Their study compared the ERAS protocol (used by early adopters at Maimonides) with usual care. ERAS-managed patients received ketorolac, acetaminophen, gabapentin and liposomal bupivacaine, and this cocktail provided pain relief that was equivalent to opioids. Discharge oral morphine milligram equivalents (OMEs) totaled 54.5 per patient in the usual care group, versus 0 in the ERAS group (P<0.001) (Br Cancer Res Treat 2018;171[3]:621-626).

“There were no differences in pain scores at all—for the early post-op period, middle post-op, late post-op, and at 10 days, two weeks, three weeks later—for patients who received opioids versus those treated on an ERAS protocol,” Dr. Borgen reported.
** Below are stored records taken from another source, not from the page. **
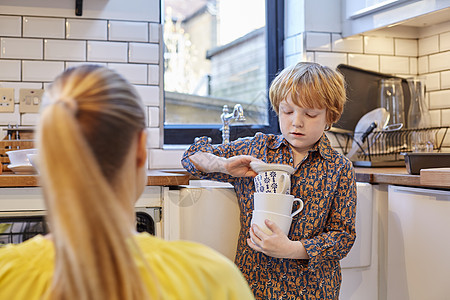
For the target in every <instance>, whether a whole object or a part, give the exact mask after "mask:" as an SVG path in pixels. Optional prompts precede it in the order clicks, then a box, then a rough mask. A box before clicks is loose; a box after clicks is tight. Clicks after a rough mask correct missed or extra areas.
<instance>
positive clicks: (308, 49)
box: [306, 32, 331, 51]
mask: <svg viewBox="0 0 450 300" xmlns="http://www.w3.org/2000/svg"><path fill="white" fill-rule="evenodd" d="M306 50H308V51H309V50H317V51H330V50H331V34H329V33H317V32H307V33H306Z"/></svg>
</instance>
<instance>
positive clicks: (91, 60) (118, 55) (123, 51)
mask: <svg viewBox="0 0 450 300" xmlns="http://www.w3.org/2000/svg"><path fill="white" fill-rule="evenodd" d="M87 60H88V61H107V62H127V61H128V43H123V42H103V41H101V42H98V41H88V42H87Z"/></svg>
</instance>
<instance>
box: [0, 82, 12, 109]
mask: <svg viewBox="0 0 450 300" xmlns="http://www.w3.org/2000/svg"><path fill="white" fill-rule="evenodd" d="M0 112H14V89H13V88H0Z"/></svg>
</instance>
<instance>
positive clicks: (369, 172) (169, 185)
mask: <svg viewBox="0 0 450 300" xmlns="http://www.w3.org/2000/svg"><path fill="white" fill-rule="evenodd" d="M355 172H356V181H358V182H368V183H373V184H395V185H404V186H415V187H433V188H444V189H450V182H442V181H441V182H437V183H426V184H423V183H421V182H420V175H411V174H408V172H407V171H406V168H404V167H387V168H360V167H358V168H355ZM147 175H148V181H147V185H150V186H175V185H187V184H189V179H191V178H192V176H191V175H189V174H188V173H187V172H186V171H184V170H180V169H179V170H148V171H147ZM26 186H39V183H38V176H36V175H15V174H12V173H3V174H1V175H0V187H26Z"/></svg>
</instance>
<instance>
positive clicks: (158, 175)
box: [0, 170, 191, 187]
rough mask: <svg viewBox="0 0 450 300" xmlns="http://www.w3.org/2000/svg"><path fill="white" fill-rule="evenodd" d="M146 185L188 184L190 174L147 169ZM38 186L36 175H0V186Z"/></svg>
mask: <svg viewBox="0 0 450 300" xmlns="http://www.w3.org/2000/svg"><path fill="white" fill-rule="evenodd" d="M147 176H148V177H147V178H148V180H147V185H153V186H169V185H184V184H189V179H190V177H191V176H190V175H189V174H187V173H186V172H182V171H179V170H173V171H165V170H148V171H147ZM32 186H39V182H38V176H37V175H16V174H13V173H3V174H1V175H0V187H32Z"/></svg>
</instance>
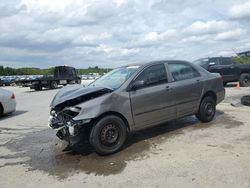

The investigators then extended the breast surgery–specific ERAS protocol to mastectomy in a pilot study of 57 patients (Am J Surg 2019;218[4]:700-705). Mean OMEs at discharge were 2.4 for the ERAS group and 59.8 for the usual-care group, “an enormous difference,” Dr. Borgen noted, adding that “in this case, we actually showed that the pain scores were better in the ERAS group than in the opioid group.”

Far-Reaching Effect

Between July 2015 and June 2016, more than 63,500 OMEs were prescribed, for a mean of 202 per patient. After universal implementation of the ERAS protocol a year later, the mean number of OMEs per patient was less than 0.5 and the median number was 0. Without opioids, the average pain scores were also significantly lower in lumpectomy patients for both the first postoperative day (1.7 vs. 3.1; P<0.0001) and the week after (1.1 vs. 2.0; P<0.001).

“In our first year, at one hospital in Brooklyn, we prescribed 30,000 fewer oral MMEs. That’s enough opioids to kill 600 opioid-naive patients,” Dr. Borgen said. “Imagine what we could do if 10% or 20% of American breast surgeons adopted an ERAS protocol.”